National Audit Office: Estonia’s system for training unemployed must change ({{commentsTotal}})


Current provisions in unemployment-related laws leave the unemployed in Estonia in an impossible bind. Despite employers citing lack of qualified labor in the country as the main obstacle to increasing turnover, the law prevents anyone studying full-time from officially registering as unemployed and limits labor market training, which often does not lead to any sort of certificates proving proficiency, to a maximum of one year. According to the National Audit Office, this situation needs to change.

One of the premises for reducing unemployment is the capacity to use training to increase the quantity of workers with skills and knowledge that meet the needs of employers, the National Audit Office of Estonia said in its newly released audit.

According to the audit office, at present, the main obstacle to achieving this is the state’s insufficient level of knowledge regarding how many people are needed, which qualifications they should have, and in which Estonian regions they are needed — in other words, there is not enough information regarding what skills and knowledge to teach to unemployed individuals in order to ensure that they would be the ones employers will need most in the future.

Opportunities for unemployed persons to acquire new qualifications or improve existing ones are currently restricted by the provisions in the Labor Market Services and Benefits Act, which stipulate that anyone who is studying full-time may not be registered as unemployed with the Estonian Unemployment Insurance Fund. The same act has also established a restriction on the Unemployment Insurance Fund which states that labor market training may not last longer than one year. In order to ensure that all of the conditions required for increasing people’s qualifications have been met, it is necessary to review such restrictions and agree upon the division of institutions’ functions in offering training opportunities for the unemployed.

The audit also indicated that many unemployed persons have received training, but a significant amount of such training lasts for only a short period and is aimed at providing general education opportunities (e.g. computer training, work-related motivation training), and unemployed persons who complete said training generally do not receive a professional certificate or certificate of proficiency. Comparing those who passed a professional examination with those who did not, we see that 6.7 of persons who passed the examination were subsequently employed, while only 6.5 of registered unemployed persons passed professional examinations.

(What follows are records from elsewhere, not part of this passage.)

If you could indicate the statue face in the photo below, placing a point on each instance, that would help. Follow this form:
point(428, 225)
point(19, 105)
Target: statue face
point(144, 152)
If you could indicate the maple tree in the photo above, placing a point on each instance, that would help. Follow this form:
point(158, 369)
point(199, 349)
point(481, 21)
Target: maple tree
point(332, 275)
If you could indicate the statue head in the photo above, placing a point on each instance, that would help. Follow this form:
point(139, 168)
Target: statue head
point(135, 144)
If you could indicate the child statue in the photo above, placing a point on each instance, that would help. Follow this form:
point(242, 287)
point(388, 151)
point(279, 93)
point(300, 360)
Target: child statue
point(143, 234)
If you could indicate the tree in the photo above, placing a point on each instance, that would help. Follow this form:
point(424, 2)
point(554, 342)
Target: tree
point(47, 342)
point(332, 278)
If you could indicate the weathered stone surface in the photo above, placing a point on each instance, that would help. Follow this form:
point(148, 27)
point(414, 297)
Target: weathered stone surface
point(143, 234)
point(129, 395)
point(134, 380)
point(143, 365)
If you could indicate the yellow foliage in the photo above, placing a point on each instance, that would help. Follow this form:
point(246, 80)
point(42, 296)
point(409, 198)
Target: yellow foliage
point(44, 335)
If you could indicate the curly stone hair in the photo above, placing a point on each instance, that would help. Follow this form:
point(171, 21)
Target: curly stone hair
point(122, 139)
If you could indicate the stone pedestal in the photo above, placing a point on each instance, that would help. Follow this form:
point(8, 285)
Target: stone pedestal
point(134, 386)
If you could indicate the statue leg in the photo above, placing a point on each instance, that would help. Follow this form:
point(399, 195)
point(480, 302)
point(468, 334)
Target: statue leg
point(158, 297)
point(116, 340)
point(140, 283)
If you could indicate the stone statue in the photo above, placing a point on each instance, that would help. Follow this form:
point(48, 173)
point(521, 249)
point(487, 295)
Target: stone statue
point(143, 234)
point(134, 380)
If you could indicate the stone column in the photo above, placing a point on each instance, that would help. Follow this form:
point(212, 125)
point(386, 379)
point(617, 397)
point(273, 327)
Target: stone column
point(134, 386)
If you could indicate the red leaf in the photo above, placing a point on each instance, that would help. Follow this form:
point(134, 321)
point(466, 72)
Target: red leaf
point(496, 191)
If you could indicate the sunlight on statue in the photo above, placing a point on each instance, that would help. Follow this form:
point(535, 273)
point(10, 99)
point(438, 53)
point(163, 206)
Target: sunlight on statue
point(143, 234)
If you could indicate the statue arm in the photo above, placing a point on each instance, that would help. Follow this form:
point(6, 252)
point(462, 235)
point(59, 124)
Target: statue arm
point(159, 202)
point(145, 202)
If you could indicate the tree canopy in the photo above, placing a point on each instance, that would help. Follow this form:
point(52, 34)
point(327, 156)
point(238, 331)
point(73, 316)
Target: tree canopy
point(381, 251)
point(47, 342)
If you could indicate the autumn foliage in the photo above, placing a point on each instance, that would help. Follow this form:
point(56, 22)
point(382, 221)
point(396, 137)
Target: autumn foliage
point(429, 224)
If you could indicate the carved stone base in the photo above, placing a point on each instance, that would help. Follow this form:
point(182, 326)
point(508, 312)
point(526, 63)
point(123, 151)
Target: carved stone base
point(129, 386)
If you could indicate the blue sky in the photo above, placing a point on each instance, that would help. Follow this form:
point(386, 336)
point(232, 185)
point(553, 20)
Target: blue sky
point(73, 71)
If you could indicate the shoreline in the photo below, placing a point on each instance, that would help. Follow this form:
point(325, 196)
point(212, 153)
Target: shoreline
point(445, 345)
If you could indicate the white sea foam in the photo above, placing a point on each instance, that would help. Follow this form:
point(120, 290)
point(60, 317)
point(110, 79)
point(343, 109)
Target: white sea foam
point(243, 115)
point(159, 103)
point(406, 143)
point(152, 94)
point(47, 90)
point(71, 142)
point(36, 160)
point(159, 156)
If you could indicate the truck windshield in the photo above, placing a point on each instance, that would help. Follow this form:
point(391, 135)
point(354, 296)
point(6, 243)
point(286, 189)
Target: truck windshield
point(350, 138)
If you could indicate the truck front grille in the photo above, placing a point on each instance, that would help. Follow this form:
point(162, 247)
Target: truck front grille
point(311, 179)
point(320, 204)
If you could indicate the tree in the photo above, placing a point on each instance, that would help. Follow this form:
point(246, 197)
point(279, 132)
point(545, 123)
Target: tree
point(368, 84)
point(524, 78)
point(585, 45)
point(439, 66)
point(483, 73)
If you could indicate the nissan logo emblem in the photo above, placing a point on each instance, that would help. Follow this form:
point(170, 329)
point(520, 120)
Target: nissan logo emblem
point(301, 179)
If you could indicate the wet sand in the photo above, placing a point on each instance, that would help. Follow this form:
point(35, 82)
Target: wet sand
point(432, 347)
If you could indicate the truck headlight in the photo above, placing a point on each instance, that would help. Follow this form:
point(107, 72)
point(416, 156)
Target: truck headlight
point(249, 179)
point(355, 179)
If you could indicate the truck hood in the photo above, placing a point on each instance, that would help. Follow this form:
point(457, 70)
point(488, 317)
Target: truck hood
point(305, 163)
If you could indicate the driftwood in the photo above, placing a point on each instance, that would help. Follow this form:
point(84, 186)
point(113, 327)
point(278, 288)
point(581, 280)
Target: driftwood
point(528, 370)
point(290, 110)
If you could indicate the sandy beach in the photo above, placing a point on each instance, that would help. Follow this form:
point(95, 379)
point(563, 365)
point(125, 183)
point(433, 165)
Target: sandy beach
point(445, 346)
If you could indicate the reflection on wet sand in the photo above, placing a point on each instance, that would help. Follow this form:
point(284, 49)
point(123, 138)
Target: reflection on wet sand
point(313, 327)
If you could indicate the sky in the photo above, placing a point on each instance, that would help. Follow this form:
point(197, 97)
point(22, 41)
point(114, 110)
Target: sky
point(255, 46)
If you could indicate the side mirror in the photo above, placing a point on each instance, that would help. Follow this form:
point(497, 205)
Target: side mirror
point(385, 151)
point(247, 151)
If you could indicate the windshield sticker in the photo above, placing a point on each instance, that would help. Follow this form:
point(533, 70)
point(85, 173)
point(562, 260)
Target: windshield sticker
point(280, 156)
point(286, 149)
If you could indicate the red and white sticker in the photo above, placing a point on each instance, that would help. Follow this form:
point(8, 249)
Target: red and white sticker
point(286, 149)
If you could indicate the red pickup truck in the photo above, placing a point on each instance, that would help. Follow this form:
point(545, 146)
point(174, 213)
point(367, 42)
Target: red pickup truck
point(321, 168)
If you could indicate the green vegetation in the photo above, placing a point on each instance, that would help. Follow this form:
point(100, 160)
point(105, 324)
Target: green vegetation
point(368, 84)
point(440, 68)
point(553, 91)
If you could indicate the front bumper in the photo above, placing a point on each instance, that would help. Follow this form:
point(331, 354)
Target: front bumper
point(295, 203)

Such a situation, wherein unemployed persons do not pass a professional or proficiency examination and receive no certificate indicating their skill level or knowledge, restricts the improvement of their competitiveness on the labor market. At the same time, however employers cannot otherwise be certain that unemployed persons have the knowledge and skills they need for a job.

Employers continue to cite the lack of qualified labor in Estonia as the main reason why companies find it difficult to increase turnover; the audit indicated that approximately 43 percent of unemployed persons have no professional qualifications.

Based on the above, the National Audit Office of Estonia has advised the state to develop a program by the end of 2017 which would guarantee the coordinated regional development of enterprise while considering the specific features of each region, the promotion of creating new jobs, and the provision of labor market services.

The National Audit Office also considers it necessary to initiate an amendment to the Labor Market Services and Benefits Act which would give unemployed persons with insufficient knowledge and skills as well as those needing retraining in order to find employment the opportunity to acquire the necessary education either via formal education or labor market training lasting longer than one year. The functions of the Estonian Unemployment Insurance Fund in offering long-term retraining should thereby be clearly defined.